TEMOS QUE APROVEITAR O ETANOL, DIZ PRESIDENTE DA TOYOTA PARA A AMÉRICA LATINA
A indústria automotiva investe centenas de bilhões de dólares para atender a regras antipoluição e se adequar à agenda ESG, sigla em inglês para boas práticas ambientais, sociais e de governança.
Para a Toyota, primeira a lançar um carro híbrido flex (capaz de rodar com gasolina, etanol e eletricidade), o desafio envolve a produção anual de 10 milhões de carros mundo afora e o desenvolvimento de uma opção mais limpa e mais em conta para o Brasil.
Em entrevista à Folha, Masahiro Inoue, presidente da montadora para a América Latina e Caribe, fala sobre neutralidade de carbono e explica as razões de a fabricante japonesa ser crítica aos planos de eletrificação plena.
Devido ao histórico de seus produtos, a indústria automotiva é vista como vilã do meio ambiente. Como uma montadora pode zerar as emissões carbono em suas operações? Temos um compromisso de neutralidade de carbono no mundo inteiro, estamos comprometidos com isso. A Toyota apresentou, há cinco anos, os desafios que valem para as operações globais.
As metas são zerar o CO2 no ciclo de vida dos produtos [da fabricação à reciclagem], reduzir o uso de água nos processos, estabelecer um ecossistema de economia circular e investir no futuro verde.

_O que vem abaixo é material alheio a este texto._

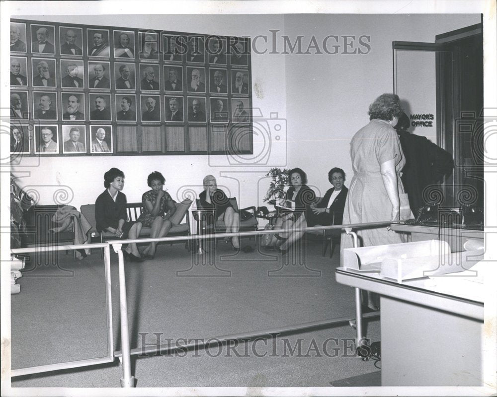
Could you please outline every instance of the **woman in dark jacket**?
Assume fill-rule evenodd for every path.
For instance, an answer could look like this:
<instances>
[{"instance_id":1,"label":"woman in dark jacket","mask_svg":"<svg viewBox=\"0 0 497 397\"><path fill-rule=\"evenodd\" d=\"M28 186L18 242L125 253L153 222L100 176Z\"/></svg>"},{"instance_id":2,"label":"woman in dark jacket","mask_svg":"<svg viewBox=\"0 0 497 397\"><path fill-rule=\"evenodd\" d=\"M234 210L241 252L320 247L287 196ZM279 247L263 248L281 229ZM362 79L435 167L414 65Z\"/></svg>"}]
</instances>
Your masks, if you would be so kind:
<instances>
[{"instance_id":1,"label":"woman in dark jacket","mask_svg":"<svg viewBox=\"0 0 497 397\"><path fill-rule=\"evenodd\" d=\"M202 208L215 210L214 221L224 222L226 233L237 233L240 229L240 217L230 202L230 198L222 190L218 189L216 178L212 175L207 175L204 178L203 185L204 191L198 196ZM231 243L234 248L240 248L238 237L232 237Z\"/></svg>"},{"instance_id":2,"label":"woman in dark jacket","mask_svg":"<svg viewBox=\"0 0 497 397\"><path fill-rule=\"evenodd\" d=\"M345 172L335 167L328 173L328 180L333 187L328 189L319 202L308 207L307 226L341 225L343 207L348 189L343 185Z\"/></svg>"},{"instance_id":3,"label":"woman in dark jacket","mask_svg":"<svg viewBox=\"0 0 497 397\"><path fill-rule=\"evenodd\" d=\"M121 193L124 187L124 174L117 168L111 168L103 176L105 190L95 202L95 220L96 230L110 232L115 239L135 239L140 235L142 224L129 222L126 213L126 195ZM125 258L132 262L143 262L140 253L133 243L123 251Z\"/></svg>"},{"instance_id":4,"label":"woman in dark jacket","mask_svg":"<svg viewBox=\"0 0 497 397\"><path fill-rule=\"evenodd\" d=\"M316 200L314 191L306 185L307 176L300 168L293 168L288 172L291 187L285 195L287 200L295 202L294 211L285 211L275 223L274 228L283 228L283 244L276 250L285 253L304 235L306 227L306 208ZM278 237L277 236L277 237Z\"/></svg>"}]
</instances>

A Toyota prioriza a produção de modelos híbridos e tem uma visão mais crítica sobre veículos 100% elétricos. Por quê? A Toyota é a líder de mercado no segmento de carros híbridos, consideramos que essa é a melhor tecnologia no momento. Há a preocupação com a recarga, questão que pode estar resolvida na Califórnia ou na cidade de Xangai. Em países como o Brasil, entretanto, ainda não é possível ter uma estrutura ampla de carregamento das baterias.
Por isso a aposta no híbrido flex para o mercado brasileiro. O Brasil adotou o etanol há 40 anos, é praticamente carbono neutro, as emissões aparecem apenas na hora de produzir o combustível. Temos que aproveitar a tecnologia que já existe no país, não adianta investir muito dinheiro para produzir baterias.
Caso o etanol se consolide como uma opção para outros mercados, o Brasil pode se tornar um polo de exportação de tecnologia e de modelos híbridos flex? Essa questão não é fácil de responder. No passado, os governos brasileiro e japonês se aproximaram, mas o Japão não produz cana-de-açúcar. A Índia está muito interessada nessa tecnologia, mas não tem estrutura e está tentando importar, portanto há chances para o Brasil.
Mas, apesar das críticas, a Toyota também oferece modelos elétricos, incluindo o veículo autônomo que estará na Vila Olímpica de Tóquio. Sim, o e-Palette, que é 100% bateria e está pronto. Esse conceito nasceu no Brasil.
Como assim? Akyo Toyoda [presidente mundial da Toyota] visitou o Brasil na Olimpíada de 2016. Circulamos de carro pelo Rio, havia muito trânsito e tivemos dificuldade nos deslocamentos. Por isso ele pediu uma solução mais organizada para Tóquio.
Já temos também um veículo 100% elétrico na linha Lexus, que já está à venda na China. Devemos lançar outros automóveis a bateria e mais híbridos plug-in, que podem ser recarregados em casa e rodar entre 80 e 100 quilômetros com eletricidade. É o suficiente para levar os filhos na escola ou ir ao mercado.
A Toyota avançou muito no carro movido a pilha de hidrogênio e há empresas usando o etanol no processo de transformação, o que resultaria em emissão zero. Na visão da Toyota, é um caminho viável? Essa tecnologia de transformação de tecnologia é um sonho para o Brasil, mas é muito difícil produzir hidrogênio verde. Vai levar tempo, talvez 15 ou 20 anos. O custo é muito elevado, o consumidor ainda não paga pelo carro a hidrogênio, portanto não é sustentável.
Existe a possibilidade de o Brasil ter um modelo híbrido flex compacto, de menor custo que as opções atuais? A Toyota, mundialmente, vai oferecer produtos eletrificados, seja híbrido, híbrido plug-in ou com célula de combustível. No Brasil teremos um carro pequeno com tecnologia híbrido flex.
A falta de semicondutores pode atrasar projetos como esse carro compacto? Essa falta começou por causa de uma guerra econômica entre EUA e China. A demanda cresceu e a produção está limitada em todos os países, todos ficam em casa com seus iPhones e equipamentos da Sony e da Nintendo. Mas isso será resolvido em, no máximo, um ou dois anos.
Nesse sentido, não estamos sofrendo muito a médio e curto prazos, a Toyota sempre faz planos de um a dois anos. Vamos diminuir, por exemplo, o estoque em outros mercados, mas conseguimos manter a produção.